In South Carolina, hate is met with forgiveness

I was driving home from work last night thinking about the shootings in South Carolina and also one of the most amazing mass murder stories I’ve ever heard.

In 2006, Charles Roberts walked into an Amish schoolhouse and shot 10 girls and killed five of them before killing himself.

That evening, the parents of the girls visited the parents of their executioner to forgive him and tell them they didn’t want the family — they were not Amish — to leave the community.

Days later, 75 members of the Amish community showed up at the killer’s funeral.

(Video link)

I did not think I would hear of such grace again. And I didn’t.

Until today.

At a bond hearing for Dylann Roof, the white supremacist charged with murdering 9 people in a Charleston, S.C., church this week, family members of the dead forgave him, the Charleston Post and Courier reports.
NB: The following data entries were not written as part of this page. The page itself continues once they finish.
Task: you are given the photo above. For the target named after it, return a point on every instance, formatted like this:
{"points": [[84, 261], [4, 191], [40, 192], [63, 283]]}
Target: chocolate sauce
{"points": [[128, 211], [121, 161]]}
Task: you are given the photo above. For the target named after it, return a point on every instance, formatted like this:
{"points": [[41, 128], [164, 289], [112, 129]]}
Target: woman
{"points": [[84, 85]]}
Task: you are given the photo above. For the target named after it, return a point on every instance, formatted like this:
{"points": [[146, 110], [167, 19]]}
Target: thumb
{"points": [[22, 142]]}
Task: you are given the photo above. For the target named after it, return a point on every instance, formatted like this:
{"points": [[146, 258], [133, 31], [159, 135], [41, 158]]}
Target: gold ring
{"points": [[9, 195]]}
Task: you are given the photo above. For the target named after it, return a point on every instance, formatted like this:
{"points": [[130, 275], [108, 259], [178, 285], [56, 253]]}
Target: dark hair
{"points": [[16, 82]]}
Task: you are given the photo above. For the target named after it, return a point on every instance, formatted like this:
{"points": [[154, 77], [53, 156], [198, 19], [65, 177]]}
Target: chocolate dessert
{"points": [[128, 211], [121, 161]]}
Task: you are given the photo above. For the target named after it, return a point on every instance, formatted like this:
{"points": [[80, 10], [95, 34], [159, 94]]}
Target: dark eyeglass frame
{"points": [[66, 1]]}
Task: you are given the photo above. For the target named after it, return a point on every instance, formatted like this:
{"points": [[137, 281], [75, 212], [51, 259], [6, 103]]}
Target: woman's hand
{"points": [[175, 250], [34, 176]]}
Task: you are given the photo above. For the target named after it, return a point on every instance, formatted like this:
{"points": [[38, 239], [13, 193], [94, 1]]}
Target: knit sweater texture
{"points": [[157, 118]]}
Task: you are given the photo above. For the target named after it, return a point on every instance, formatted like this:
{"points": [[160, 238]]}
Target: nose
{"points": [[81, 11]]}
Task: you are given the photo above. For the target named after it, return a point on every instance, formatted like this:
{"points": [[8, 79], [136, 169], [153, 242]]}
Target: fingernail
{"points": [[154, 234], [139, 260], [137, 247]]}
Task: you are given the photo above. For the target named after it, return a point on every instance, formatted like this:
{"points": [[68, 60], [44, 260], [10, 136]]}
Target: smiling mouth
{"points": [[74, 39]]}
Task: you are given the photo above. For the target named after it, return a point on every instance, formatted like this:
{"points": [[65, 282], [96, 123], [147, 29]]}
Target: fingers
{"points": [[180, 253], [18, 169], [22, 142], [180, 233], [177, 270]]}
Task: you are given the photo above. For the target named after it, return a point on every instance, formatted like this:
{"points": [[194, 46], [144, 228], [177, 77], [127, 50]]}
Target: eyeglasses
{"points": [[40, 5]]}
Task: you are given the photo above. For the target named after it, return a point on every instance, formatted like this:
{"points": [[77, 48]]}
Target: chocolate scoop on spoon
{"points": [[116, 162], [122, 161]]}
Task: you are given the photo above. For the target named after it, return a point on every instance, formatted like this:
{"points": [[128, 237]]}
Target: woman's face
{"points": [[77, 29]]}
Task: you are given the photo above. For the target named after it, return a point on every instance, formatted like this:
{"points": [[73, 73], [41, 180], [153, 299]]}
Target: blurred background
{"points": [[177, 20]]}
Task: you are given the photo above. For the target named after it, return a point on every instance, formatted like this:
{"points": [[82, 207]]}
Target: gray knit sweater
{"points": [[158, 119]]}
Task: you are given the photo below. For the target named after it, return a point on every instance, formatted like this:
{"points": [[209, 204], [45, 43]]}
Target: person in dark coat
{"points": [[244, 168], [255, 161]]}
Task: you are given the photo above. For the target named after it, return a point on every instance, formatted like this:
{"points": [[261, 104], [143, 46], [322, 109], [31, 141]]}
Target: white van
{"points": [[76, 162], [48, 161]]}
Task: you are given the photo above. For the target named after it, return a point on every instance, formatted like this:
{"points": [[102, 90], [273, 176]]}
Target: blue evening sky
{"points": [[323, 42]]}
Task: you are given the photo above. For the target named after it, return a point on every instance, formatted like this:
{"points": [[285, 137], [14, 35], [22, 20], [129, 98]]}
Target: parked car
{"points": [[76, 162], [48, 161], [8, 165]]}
“I just want everybody to know … I forgive you,” the daughter of Ethel Lance, one of the victims, said. “I will never talk to her ever again. I will never be able to hold her again, but I forgive you and have mercy on your soul.”

  • Wow. Just…wow.

  • Kassie


    While I’m not surprised that someone who has deep religious convictions to eventually come around to forgiveness, I wouldn’t expect it quickly or publicly. I can’t imagine the pain the victims’ family members are feeling and to show the opposite of what the killer showed is amazing and takes a lot of strength.

  • Mike

    As hard as forgiveness is most of the time, it is the first step to finding closure and inner piece. Her forgiveness won’t mean much if anything to the killer but will mean everything to her going forward, hopefully allowing her to keep living her life, even though it will never be the same.